A blade grinder does not cause frictional heat buildup in the ground coffee unless used to grind very large amounts as in a commercial operation. A fine grind allows the most efficient extraction but coffee ground too finely will slow down filtration or screening. Ground coffee deteriorates faster than roasted beans because of the greater surface area exposed to oxygen.
Many coffee drinkers grind the beans themselves immediately before brewing. Used coffee grounds can be reused for hair care or skin care as well as in the garden. These can also be used as biodiesel fuel. There are four methods of grinding coffee for brewing: burr-grinding, chopping, pounding, and roller grinding.
Coffee beans can be chopped by using blades rotating at high speed (20,000 to 30,000 rpm), either in a blade grinder designed specifically for coffee and spices, or in a general use home blender.

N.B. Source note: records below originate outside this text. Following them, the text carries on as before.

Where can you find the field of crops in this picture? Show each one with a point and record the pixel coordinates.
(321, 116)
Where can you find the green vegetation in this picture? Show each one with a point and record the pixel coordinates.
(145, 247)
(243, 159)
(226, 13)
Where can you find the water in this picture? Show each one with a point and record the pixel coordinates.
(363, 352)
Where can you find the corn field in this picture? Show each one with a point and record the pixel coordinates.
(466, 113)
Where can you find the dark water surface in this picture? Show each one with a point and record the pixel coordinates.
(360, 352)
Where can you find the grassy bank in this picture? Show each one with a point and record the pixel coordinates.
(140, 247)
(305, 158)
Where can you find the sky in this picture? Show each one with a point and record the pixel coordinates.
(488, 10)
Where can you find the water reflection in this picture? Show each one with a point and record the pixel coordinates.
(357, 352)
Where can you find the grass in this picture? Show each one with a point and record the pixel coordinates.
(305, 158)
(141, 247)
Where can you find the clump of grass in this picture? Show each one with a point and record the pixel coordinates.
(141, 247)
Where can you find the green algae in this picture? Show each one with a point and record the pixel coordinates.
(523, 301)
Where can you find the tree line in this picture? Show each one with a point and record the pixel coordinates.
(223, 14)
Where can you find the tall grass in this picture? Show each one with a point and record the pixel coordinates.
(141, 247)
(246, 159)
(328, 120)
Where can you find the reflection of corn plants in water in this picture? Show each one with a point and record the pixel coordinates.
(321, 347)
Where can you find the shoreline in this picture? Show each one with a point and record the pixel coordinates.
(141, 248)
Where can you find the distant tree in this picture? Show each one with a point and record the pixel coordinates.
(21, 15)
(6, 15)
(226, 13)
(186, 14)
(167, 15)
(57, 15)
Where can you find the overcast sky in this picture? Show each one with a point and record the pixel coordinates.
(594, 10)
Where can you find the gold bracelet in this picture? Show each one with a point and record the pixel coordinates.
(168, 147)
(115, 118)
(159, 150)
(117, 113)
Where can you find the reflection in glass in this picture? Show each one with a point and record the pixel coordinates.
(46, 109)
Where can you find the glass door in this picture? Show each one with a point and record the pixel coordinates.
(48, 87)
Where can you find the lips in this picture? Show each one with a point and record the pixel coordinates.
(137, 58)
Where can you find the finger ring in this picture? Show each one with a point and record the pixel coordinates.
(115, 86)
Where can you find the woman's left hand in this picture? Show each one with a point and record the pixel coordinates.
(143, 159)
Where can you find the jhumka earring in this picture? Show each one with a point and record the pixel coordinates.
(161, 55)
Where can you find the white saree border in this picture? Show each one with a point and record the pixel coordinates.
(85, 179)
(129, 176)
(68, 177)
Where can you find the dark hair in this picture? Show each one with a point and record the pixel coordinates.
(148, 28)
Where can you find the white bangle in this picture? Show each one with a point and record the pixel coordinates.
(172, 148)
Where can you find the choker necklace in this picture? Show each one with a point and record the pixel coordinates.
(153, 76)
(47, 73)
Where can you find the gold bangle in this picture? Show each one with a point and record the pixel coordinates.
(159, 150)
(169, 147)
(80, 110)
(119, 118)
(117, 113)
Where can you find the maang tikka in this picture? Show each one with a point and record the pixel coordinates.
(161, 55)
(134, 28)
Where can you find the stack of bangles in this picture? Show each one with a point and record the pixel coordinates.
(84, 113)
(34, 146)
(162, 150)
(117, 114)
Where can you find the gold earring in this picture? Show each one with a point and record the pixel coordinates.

Devices of this sort are cheaper than burr grinders, but the grind is not uniform and will produce particles of widely varying sizes, while ideally all particles should have the same size, appropriate for the method of brewing.
Moreover, the particles get smaller and smaller during the grinding process, which makes it difficult to achieve a consistent grind from batch to batch. Blade grinders create “coffee dust” that can clog up sieves in espresso machines and French presses, and are best suited for drip coffee makers. They are not recommended for grinding coffee for use with pump espresso machines.
Arabic coffee and Turkish coffee require that the grounds be almost powdery in fineness, finer than can be achieved by most burr grinders. Pounding the beans with a mortar and pestle can pulverise the coffee finely enough.